Evan Hughes

BEFORE WE GET into it, I want you to know I started this crawl with the best of intentions. It was innocent: I'd find one good drink, ask the person who made it where I should go next, and repeat. The only rule was that I had to go where I was told to go. I'm not a worst case-scenario type of guy, so I figured this would be a great idea.

I began with an old pal at Laurelhurst Market (3155 E Burnside), Stephen Dennis. I knew he'd graciously recommend a fellow bartender, and that he'd make me something delicious himself. His drink, called a Side Hug ($10), didn't disappoint. It's a summery little number starring local winemaker Pampleau's grapefruit aperitif, Punt e Mes, and Kina tonic syrup. Zesty and refreshing, it's as casual and light as its namesake half-embrace.

When I asked Stephen where to drink next, he pointed me toward La Moule (2500 SE Clinton). Specifically, to a drink called Lilah, an Oloroso sherry, bourbon, and green Chartreuse cocktail from one of La Moule's masterminds, Mark MacMinn. It's an exercise in checks and balances, with the Chartreuse and Oloroso playing on each other's complexity while the whiskey ensures things don't get too fancy.

MacMinn in turn suggested the Fino Countdown ($9) at Rum Club (720 SE Sandy), a sherry and blackstrap rum cocktail that ought to be on menus nationwide. (My companion ordered Pennies from Heaven [$9], which somehow manages to be a transcendent drink made from dry gin, Punt e Mes, Combier, and cacao liqueur.) It was at this point I realized this was becoming a sherry cocktail bar crawl—which isn't necessarily a bad thing—but I'd been hoping for a little more variety.

Careful what you wish for.

Turns out, Katie at Rum Club not only didn't recommend another sherry drink, she didn't send me after fancy cocktails at all. After some waffling, she set the night on an entirely new trajectory: "Oh! I think you should go get Jägerbombs at the Pitiful Princess" (12646 SE Division). She then proceeded to tell a story about a supposedly good time she had there doing just that. (I was and am suspicious.)

The Princess' Jägerbombs were predictably terrible—fluorescent blue with some kind of second- or third-string Red Bull backup. Our face must have betrayed our reluctant resignation, because the bartender looked at us like we were the most pitiful creatures in joint—and not even royalty, at that. I asked the dancer—who was obviously freezing cold, possibly dancing just to keep warm—where to go next, and she leaned close and whispered, "You should go to Spearmint Rhino," (15826 SE Division). "It's a better club."

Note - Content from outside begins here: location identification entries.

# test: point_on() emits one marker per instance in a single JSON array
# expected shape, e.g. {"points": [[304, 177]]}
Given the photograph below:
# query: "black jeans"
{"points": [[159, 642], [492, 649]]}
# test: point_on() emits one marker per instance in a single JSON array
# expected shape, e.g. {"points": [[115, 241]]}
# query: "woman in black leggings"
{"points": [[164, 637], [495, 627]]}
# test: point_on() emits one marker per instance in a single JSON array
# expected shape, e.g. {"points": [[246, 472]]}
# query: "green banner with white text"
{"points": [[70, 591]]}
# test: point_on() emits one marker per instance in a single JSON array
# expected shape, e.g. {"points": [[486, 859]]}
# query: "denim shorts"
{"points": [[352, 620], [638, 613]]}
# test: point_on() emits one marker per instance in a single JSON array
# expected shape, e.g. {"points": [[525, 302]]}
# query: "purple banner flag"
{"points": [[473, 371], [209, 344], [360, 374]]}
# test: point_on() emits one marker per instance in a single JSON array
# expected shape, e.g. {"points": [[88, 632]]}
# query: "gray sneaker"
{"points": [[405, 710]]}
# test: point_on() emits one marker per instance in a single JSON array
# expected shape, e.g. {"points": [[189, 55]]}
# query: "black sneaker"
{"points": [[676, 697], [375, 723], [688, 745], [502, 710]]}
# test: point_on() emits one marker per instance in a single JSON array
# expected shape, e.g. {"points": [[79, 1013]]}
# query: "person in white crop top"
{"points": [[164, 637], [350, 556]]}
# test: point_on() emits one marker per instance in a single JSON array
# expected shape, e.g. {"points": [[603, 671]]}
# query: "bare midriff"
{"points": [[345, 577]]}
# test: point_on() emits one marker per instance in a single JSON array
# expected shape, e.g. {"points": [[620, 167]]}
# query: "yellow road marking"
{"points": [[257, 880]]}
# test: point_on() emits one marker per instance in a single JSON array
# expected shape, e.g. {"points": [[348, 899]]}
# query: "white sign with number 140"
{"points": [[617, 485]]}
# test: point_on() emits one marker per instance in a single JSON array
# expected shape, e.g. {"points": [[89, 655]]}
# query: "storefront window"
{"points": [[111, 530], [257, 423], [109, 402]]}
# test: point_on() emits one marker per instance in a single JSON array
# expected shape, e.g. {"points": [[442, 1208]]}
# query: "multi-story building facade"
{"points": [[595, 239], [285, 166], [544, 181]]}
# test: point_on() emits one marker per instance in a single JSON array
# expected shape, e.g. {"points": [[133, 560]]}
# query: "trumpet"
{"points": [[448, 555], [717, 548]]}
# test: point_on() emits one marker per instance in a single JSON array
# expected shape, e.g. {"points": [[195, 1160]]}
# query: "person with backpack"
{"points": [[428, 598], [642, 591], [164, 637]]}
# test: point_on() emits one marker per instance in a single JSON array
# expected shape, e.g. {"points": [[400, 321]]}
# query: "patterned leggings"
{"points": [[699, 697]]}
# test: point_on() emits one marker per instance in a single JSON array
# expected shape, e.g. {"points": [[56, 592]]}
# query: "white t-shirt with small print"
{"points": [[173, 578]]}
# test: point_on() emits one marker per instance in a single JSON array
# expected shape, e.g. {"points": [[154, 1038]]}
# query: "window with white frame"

I may never know if she was messing with me, or if she genuinely prefers the vibe of an international chain of vaguely safari-themed gentlemen's clubs, but as a stickler for the rules, I led the team further east.

And, okay, I don't know if Spearmint Rhino clubs are technically safari themed, but the carpet was leopard print, so you do the math. After a beer there (cold, satisfying), I decided it was okay to give the bartender one parameter when I asked her for our next stop: It had to be west.

"I'd go to Rachel's, and if Christina's working, tell her Julie says 'Hi.'" Rachel's Bar and Grill (12510 SE Division) is a cozy roadside dive with free pool, a friendly clientele, and a drink special called Liquid Marijuana ($6). Tacked to a shelf on the back wall was a sheet of printer paper with a marker-drawn ad listing the ingredients of this blue-green dream: Captain Morgan's, Malibu, blue curacao, Midori, pineapple, and sweet and sour. Maybe it tasted like what a 17-year-old thinks adult vacation tastes like, but to me it just tasted like drinking.

We played a few games of pool, then asked the bartender—not Christina, unfortunately—where to go. She said, "You should go to Laurelhurst Market and get a cocktail called a Side Hug."

No, not really. But I'd be lying if I said I wasn't holding out hope. Or at least a Kevin Bacon cameo in this game of Six Degrees. He directed us to "North Portland." The most specific advice we could squeeze out was from another guy on our side of the bar: "Oh, you should find a place up there. There's a bunch of great places."

That guy was a lifesaver. See, all roads may lead to Rachel's, but from there—thank God—they lead home.